La seconde est ins­ti­tu­tion­nelle : ne faut-il pas relire la Consti­tu­tion de 1958 et envi­sa­ger d’en faire une com­plète appli­ca­tion ? Une opi­nion reçue veut que ce texte ait été ins­pi­ré avant tout par la volon­té du géné­ral de Gaulle de subor­don­ner les assem­blées à l’exé­cu­tif. Même si cette inter­pré­ta­tion est sou­te­nable et cor­res­pond pour par­tie aux exi­gences his­to­riques, l’exa­men atten­tif du texte consti­tu­tion­nel ain­si que les pro­pos des rédac­teurs des dis­po­si­tions rela­tives à la pro­cé­dure légis­la­tive (Michel Debré mais aus­si les anciens pré­si­dents du Conseil de la IVe Répu­blique comme Guy Mol­let) abou­tissent à nuan­cer cette approche.

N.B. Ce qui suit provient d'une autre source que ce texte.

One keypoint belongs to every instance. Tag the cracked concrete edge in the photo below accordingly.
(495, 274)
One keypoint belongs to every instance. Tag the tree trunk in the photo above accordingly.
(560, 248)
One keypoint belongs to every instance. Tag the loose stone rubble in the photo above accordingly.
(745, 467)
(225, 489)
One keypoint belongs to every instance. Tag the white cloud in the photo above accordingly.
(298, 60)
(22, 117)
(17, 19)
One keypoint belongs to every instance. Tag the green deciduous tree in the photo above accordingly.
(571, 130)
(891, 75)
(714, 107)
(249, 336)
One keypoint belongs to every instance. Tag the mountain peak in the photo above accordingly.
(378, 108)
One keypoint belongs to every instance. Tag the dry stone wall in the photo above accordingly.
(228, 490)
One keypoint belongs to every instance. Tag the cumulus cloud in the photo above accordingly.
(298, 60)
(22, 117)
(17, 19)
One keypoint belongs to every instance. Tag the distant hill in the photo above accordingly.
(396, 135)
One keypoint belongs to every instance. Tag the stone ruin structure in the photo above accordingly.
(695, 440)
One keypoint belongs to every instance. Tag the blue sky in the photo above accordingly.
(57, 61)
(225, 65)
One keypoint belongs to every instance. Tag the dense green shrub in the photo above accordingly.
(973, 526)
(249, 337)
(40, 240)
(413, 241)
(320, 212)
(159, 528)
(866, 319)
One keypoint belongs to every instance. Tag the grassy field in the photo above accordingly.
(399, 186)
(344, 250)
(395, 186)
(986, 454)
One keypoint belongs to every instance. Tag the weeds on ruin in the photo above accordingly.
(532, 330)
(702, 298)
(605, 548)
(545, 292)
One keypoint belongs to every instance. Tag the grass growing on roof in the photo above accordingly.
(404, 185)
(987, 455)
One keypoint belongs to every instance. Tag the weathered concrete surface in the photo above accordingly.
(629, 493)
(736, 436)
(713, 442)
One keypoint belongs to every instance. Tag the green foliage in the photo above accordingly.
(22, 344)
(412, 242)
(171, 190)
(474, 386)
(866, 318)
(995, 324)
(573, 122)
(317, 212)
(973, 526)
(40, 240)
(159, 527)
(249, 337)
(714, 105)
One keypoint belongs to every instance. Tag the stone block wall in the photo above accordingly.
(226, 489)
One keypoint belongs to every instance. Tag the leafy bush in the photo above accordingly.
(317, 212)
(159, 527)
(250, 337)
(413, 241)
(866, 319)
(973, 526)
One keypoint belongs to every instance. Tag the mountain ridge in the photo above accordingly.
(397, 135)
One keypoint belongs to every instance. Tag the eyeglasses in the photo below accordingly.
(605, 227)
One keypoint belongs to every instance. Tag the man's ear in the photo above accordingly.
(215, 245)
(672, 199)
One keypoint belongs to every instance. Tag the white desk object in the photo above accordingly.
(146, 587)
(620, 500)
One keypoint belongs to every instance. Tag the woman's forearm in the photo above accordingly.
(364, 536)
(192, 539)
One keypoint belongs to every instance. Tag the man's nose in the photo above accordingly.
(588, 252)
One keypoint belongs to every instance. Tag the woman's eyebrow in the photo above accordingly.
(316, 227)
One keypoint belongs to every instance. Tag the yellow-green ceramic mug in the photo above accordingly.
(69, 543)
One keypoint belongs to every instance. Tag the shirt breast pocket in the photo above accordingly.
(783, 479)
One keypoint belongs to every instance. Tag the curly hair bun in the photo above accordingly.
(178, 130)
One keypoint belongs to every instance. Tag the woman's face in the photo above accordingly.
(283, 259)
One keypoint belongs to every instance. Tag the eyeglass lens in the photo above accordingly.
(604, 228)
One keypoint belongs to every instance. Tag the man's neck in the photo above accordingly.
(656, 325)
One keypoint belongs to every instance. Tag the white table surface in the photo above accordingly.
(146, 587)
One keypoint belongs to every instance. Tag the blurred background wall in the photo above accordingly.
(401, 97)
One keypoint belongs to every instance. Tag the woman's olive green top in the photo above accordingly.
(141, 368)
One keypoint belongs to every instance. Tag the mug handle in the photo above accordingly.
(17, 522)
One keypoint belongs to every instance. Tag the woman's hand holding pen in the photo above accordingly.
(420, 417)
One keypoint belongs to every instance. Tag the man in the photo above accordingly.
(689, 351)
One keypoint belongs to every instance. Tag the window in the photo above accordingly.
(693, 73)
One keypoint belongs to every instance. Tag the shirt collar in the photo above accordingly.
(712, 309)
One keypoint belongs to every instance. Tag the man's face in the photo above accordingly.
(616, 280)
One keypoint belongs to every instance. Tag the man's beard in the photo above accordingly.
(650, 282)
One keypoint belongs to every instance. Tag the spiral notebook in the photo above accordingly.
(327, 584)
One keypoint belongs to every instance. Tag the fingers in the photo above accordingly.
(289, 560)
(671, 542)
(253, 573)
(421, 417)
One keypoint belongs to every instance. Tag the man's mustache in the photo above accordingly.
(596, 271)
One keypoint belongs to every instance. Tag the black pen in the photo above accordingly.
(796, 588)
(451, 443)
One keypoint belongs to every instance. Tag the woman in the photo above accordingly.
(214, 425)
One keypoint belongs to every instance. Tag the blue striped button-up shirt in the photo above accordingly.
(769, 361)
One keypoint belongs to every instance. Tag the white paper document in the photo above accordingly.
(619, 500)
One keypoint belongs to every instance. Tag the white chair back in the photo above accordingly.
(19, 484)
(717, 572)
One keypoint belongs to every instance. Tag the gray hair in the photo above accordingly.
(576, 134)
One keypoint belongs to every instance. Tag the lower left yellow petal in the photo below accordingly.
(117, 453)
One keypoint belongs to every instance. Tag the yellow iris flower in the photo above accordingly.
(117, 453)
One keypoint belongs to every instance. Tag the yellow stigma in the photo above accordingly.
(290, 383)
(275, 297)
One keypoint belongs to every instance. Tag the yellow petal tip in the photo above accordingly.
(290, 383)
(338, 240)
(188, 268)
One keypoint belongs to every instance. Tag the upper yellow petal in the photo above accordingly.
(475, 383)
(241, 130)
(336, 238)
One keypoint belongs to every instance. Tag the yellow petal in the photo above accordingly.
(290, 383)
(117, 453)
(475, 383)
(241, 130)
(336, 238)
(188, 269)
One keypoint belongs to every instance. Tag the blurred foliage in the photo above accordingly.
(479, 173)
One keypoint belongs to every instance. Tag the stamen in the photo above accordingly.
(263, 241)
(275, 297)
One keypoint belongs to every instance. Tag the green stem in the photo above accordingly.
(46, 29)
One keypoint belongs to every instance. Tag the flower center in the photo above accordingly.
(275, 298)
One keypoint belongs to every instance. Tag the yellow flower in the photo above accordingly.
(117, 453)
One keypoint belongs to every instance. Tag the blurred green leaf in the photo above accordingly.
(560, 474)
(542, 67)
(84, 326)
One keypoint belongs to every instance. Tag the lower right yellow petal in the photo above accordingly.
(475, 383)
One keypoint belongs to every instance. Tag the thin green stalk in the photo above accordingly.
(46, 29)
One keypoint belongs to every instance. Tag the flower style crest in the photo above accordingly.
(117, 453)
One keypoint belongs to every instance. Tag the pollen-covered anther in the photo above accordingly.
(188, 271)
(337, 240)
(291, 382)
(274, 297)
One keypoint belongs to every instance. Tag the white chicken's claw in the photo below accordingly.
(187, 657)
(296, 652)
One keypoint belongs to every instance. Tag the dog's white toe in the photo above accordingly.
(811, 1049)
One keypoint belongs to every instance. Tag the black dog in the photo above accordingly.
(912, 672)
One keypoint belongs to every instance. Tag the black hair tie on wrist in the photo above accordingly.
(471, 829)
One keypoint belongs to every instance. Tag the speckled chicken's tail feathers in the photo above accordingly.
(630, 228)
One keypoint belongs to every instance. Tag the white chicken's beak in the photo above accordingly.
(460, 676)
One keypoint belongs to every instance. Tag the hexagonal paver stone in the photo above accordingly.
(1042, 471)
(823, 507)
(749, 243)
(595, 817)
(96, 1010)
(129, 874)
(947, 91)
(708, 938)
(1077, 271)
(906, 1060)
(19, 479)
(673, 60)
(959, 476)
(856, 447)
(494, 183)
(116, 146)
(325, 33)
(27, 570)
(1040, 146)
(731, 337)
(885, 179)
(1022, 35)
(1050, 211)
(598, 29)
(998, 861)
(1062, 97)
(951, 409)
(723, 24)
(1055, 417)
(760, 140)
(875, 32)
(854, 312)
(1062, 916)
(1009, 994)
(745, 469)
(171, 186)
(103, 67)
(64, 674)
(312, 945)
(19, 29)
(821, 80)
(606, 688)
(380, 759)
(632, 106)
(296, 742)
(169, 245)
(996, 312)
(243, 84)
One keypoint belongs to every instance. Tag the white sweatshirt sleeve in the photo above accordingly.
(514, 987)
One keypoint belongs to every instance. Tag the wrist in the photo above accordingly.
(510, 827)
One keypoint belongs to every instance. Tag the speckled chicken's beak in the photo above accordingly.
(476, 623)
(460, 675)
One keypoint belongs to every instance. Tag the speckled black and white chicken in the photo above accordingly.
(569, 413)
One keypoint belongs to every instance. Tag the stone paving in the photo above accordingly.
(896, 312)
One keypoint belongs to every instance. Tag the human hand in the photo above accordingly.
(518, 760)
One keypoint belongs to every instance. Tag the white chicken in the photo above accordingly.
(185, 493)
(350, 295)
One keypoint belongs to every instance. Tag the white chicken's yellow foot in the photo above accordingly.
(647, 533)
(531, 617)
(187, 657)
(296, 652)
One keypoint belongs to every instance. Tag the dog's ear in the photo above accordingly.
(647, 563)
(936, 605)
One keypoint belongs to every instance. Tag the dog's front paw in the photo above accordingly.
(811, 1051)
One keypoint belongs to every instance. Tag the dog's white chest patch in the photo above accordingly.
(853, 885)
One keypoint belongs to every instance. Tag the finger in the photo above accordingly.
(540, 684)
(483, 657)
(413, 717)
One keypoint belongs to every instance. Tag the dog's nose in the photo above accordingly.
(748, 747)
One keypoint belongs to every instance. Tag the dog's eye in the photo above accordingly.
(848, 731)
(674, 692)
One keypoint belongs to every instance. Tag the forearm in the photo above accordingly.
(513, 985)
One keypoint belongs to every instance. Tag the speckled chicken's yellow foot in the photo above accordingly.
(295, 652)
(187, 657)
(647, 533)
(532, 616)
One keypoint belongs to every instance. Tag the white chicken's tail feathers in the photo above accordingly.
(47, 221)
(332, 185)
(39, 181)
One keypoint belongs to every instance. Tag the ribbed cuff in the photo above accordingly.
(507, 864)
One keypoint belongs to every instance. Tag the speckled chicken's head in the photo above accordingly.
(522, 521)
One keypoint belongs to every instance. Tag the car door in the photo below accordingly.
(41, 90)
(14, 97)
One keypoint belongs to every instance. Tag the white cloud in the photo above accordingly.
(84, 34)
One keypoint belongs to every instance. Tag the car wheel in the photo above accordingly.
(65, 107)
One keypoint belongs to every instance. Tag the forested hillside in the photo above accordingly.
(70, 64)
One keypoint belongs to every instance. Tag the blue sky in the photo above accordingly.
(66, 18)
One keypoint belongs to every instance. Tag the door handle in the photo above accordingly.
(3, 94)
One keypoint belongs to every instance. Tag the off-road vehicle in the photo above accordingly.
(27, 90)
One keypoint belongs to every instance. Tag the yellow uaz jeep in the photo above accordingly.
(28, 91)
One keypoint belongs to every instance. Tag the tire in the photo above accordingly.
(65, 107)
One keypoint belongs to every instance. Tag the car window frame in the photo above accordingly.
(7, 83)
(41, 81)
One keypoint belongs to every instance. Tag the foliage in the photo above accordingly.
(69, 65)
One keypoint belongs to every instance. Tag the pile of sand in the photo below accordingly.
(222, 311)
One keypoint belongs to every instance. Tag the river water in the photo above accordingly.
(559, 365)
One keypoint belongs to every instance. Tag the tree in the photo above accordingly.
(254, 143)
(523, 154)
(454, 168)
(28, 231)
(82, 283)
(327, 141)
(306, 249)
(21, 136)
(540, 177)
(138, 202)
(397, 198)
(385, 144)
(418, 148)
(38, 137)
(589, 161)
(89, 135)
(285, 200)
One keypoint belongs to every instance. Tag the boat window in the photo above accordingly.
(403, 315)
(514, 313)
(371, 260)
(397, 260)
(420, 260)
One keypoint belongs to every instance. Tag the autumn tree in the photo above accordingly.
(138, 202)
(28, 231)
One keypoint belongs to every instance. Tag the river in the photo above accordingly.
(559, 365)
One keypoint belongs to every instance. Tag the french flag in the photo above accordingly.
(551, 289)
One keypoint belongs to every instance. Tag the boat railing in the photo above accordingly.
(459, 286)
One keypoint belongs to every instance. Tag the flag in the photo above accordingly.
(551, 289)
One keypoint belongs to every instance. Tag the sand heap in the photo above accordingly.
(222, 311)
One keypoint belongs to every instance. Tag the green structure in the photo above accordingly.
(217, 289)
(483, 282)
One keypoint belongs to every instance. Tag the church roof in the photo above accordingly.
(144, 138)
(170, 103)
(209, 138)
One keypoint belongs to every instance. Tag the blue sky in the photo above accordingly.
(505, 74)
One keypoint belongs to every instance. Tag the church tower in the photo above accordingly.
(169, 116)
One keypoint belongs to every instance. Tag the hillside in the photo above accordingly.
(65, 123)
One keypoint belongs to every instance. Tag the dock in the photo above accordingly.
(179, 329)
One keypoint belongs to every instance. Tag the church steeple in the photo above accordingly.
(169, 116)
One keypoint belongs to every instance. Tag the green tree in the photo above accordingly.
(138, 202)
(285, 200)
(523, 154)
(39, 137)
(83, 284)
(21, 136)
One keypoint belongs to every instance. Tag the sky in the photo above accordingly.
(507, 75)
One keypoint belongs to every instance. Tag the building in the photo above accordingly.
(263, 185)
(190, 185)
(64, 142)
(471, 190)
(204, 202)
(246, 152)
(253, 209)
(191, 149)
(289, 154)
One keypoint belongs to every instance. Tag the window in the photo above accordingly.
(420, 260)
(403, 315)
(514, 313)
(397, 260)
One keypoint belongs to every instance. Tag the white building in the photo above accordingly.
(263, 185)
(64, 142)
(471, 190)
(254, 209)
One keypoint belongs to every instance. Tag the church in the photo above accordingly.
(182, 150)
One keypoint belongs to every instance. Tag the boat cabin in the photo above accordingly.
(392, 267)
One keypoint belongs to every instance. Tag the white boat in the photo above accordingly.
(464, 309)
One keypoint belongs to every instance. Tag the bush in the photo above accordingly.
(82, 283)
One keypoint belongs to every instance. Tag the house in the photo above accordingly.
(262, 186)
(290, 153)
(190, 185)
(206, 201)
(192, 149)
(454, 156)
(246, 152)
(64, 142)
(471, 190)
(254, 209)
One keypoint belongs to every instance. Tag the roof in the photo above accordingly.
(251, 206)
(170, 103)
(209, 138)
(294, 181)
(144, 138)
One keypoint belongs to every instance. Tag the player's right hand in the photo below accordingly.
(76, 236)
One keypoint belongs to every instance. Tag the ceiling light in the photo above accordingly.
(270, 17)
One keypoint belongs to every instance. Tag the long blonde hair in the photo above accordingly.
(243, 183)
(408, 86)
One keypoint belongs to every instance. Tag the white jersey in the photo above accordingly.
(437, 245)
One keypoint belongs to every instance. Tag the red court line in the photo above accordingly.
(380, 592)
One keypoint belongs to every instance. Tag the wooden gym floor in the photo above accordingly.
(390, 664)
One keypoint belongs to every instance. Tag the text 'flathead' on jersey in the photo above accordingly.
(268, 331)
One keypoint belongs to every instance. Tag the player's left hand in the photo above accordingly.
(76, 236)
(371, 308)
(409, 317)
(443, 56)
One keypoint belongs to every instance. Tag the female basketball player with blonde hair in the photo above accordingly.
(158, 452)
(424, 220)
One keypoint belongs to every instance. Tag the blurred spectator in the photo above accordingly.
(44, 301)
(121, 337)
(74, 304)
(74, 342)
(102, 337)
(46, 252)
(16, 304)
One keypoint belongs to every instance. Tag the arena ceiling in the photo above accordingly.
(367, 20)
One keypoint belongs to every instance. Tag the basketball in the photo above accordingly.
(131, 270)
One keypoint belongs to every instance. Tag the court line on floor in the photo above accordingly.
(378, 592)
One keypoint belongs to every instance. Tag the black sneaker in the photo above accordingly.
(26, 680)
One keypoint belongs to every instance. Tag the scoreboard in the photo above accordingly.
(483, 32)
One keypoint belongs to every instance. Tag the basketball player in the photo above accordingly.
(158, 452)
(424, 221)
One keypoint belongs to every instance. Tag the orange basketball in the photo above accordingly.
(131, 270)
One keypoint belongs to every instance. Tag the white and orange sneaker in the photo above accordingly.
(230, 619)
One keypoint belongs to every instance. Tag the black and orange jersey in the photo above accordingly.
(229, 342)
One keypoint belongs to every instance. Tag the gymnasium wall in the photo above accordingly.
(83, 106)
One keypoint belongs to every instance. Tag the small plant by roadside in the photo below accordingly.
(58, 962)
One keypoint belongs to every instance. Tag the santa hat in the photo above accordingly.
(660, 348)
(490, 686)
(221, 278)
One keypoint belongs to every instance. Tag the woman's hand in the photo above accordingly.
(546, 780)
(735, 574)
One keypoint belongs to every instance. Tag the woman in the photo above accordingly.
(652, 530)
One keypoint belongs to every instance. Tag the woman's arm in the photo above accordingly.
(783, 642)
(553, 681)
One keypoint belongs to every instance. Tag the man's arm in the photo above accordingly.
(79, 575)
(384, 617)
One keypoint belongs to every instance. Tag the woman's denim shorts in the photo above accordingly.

La Consti­tu­tion encadre, certes, la pro­duc­tion légis­la­tive du Par­le­ment. Mais cet enca­dre­ment reste souple – c’est-à-dire qu’il est pour l’es­sen­tiel à la dis­cré­tion du gou­ver­ne­ment qui peut par­fai­te­ment ne pas faire usage des pou­voirs qu’il tient du texte de 1958 et les gou­ver­ne­ments suc­ces­sifs, par sou­ci de cour­toi­sie à l’é­gard de leur majo­ri­té, ont tou­jours veillé à n’en faire qu’un usage prudent.

Sou­li­gnons sur­tout que la fina­li­té de cet enca­dre­ment n’é­tait pas tant la subor­di­na­tion d’un pou­voir à l’autre que la ratio­na­li­sa­tion des pro­cé­dures par­le­men­taires, obte­nue en trans­po­sant sur les rives de la Seine des pra­tiques natu­relles à Londres ou à Bonn.

Ratio­na­li­ser la pro­cé­dure, c’est pré­pa­rer sérieu­se­ment les débats plé­niers par les tra­vaux des com­mis­sions. C’est recen­trer le domaine de la loi et les débats des assem­blées sur des enjeux stra­té­giques, véri­ta­ble­ment poli­tiques et sur les­quels la droite et la gauche peuvent (et par­fois doivent) expri­mer des points de vue clairs – et clai­re­ment dif­fé­rents afin d’être com­pris par le pays. Tel n’est plus mal­heu­reu­se­ment le cas aujourd’­hui. Sub­mer­gé de textes trop nom­breux, trop détaillés, por­tant sur des objets variés et sou­vent secon­daires, le Par­le­ment a per­du sa fonc­tion de cadre cen­tral du débat légis­la­tif pour deve­nir une enceinte occu­pée par des pré­oc­cu­pa­tions essen­tiel­le­ment tech­niques. Cela implique le réexa­men de cer­taines pra­tiques (comme la sépa­ra­tion de la loi et du règle­ment) ain­si que l’é­tude de cer­taines nova­tions (comme le vote de cer­taines lois en commission).

Recen­trer le Par­le­ment sur sa fonc­tion fon­da­men­tale, c’est mieux faire la loi – c’est aus­si tra­vailler à réta­blir la cré­di­bi­li­té des ins­ti­tu­tions de la Répu­blique. Voi­là pour­quoi la qua­li­té régle­men­taire est avant tout un sujet poli­tique qui doit à terme faire l’ob­jet d’un débat politique.